Play. Inspire. Unite.
A five-year strategic initiative, the Long Term Official Development (LTOD) program is now an integral part of what Ontario Soccer delivers.
LTOD will provide a standards-based education and development program, through strong leadership, inclusivity and support.
As part of that, the In It For The Long Term series puts a focus on the match officials who are dedicated to their role and are taking their development seriously.
This week, In It For The Long Term speaks with Farzan Mirzazadeh, a Grade 8 District Match Official with Elgin-Middlesex Soccer Association.
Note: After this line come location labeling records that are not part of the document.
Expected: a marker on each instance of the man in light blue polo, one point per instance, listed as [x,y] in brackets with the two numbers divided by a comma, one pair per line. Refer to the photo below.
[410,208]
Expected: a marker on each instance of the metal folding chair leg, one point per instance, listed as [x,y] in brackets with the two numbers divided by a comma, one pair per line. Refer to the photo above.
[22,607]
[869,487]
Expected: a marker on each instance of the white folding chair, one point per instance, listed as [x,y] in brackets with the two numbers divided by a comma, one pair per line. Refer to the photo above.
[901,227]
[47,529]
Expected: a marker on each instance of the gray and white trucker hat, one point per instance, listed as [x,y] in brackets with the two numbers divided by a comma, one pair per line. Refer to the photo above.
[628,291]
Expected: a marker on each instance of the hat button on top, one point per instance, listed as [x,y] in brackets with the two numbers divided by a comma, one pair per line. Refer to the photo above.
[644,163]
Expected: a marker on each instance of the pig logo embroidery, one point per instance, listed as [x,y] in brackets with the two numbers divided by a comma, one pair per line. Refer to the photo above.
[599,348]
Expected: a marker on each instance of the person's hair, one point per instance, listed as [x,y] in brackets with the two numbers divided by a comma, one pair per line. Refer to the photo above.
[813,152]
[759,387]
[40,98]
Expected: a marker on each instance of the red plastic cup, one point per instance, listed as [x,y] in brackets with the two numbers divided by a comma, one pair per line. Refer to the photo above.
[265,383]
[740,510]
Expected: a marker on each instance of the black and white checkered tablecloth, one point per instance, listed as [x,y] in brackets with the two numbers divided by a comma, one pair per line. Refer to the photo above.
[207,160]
I decided to become a match official because I love football, and I always want to remain involved in it. After a serious and untimely knee injury curtailed my playing career in League1 Ontario, I focused more on refereeing as a precautionary measure. I’ve always admired watching the world’s finest referees perform, because it takes more than just knowing the laws of the game to develop into a top match official. I love refereeing. For me, it’s enjoyable at all times—even when players, coaches, and spectators get upset and react. I believe that those emotions, as long as they do not overstep the mark, are all part of the game. For me, the unpredictability of the rollercoaster of emotions we experience is what makes football “the beautiful game.”
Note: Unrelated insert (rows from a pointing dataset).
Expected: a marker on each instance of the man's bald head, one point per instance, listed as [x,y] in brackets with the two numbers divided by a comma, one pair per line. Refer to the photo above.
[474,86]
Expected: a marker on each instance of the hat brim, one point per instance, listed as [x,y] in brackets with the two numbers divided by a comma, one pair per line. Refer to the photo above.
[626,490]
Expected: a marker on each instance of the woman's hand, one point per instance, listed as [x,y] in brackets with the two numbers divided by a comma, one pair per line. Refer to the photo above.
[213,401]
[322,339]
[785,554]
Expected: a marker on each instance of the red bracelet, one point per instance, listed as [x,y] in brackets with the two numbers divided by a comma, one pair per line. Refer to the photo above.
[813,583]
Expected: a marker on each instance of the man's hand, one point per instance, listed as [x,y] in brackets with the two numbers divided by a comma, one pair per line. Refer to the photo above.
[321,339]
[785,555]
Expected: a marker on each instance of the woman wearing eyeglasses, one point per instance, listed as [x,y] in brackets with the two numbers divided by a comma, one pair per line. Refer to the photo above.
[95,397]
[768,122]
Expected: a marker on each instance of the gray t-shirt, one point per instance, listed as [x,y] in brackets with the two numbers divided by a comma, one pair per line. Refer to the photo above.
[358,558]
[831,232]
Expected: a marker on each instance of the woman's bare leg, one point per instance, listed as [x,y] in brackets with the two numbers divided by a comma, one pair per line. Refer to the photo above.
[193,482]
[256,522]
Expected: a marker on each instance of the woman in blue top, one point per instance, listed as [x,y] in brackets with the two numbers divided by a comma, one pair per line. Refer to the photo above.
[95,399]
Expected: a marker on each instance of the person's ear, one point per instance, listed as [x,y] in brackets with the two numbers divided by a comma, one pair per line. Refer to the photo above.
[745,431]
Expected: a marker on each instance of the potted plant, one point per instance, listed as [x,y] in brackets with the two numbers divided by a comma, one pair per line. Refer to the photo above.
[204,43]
The OPDL has really helped me progress exponentially as a referee. It has given me the opportunity to regularly showcase my officiating abilities in front of assessors and mentors. As a result, the OPDL provided me with the platform to truly launch my refereeing career. I have now had the privilege to have refereed the opening game at the 2017 North American Indigenous Games, the U16 Gold Medal Game at the 2017 North American Indigenous Games, and the U16 2017 OPDL Cup Final. I am also part of the League1 Ontario select referees group. In terms of the technical aspect, the much-improved quality of football in the OPDL also allows referees to work on their anticipation and positioning, as there is generally more of an emphasis on the four phases of the game in OPDL matches.
The League1 Ontario referees training camp was an eye-opening experience in terms of some of the expectations and training exercises that are required as a higher-level match official. I had the fortune of being mentored and assessed by Justin Tasev in the final of the 2017 North American Indigenous Games this past summer. Justin only recently stepped down from the National List and retired as one of the longest serving members of the Canadian Soccer Association’s National Program. Evidently, the post-match debrief that I had with him was incredibly valuable. His feedback really opened my eyes to a wide range of different elements that I would never have considered on my own, and it felt great to have such a distinguished and well-respected individual give me some important advice for the future. I also find that the interactive classroom video sessions (run by Tony Camacho) have really benefited my development as a match official.
I wouldn’t mind having that FIFA patch to be honest! All jokes aside though, I’d like to push myself as high as I can go. This will sound like the biggest cliché ever, but the sky really is the limit. It’s about how hard you work, and how determined you are to reach your goals. I prefer setting short-to-medium term objectives for myself, and continuously readjusting my targets as I successfully meet them. For now, I just want to improve as much as I can, gain a ton of experience, and move up the refereeing grade ladder as efficiently as possible, all whilst reassessing my progression periodically. In terms of how I go about achieving my objectives, I continue to follow the steps that I took as a player - preparation and execution.
LTOD is an excellent initiative, and it’s great to see that the plan is being implemented in such an effective manner. It is just as important to have a proper system that provides a pathway for referees to learn, gain experience, and improve. Referees need to constantly train and develop, or else there is no way they’ll get better. In fact, it is quite similar to the fact that players must practice and play on a regular basis. Therefore, the creation of the LTOD is a vital tool that will not only benefit match officials but will also improve the quality of games and of football as a whole, in our province.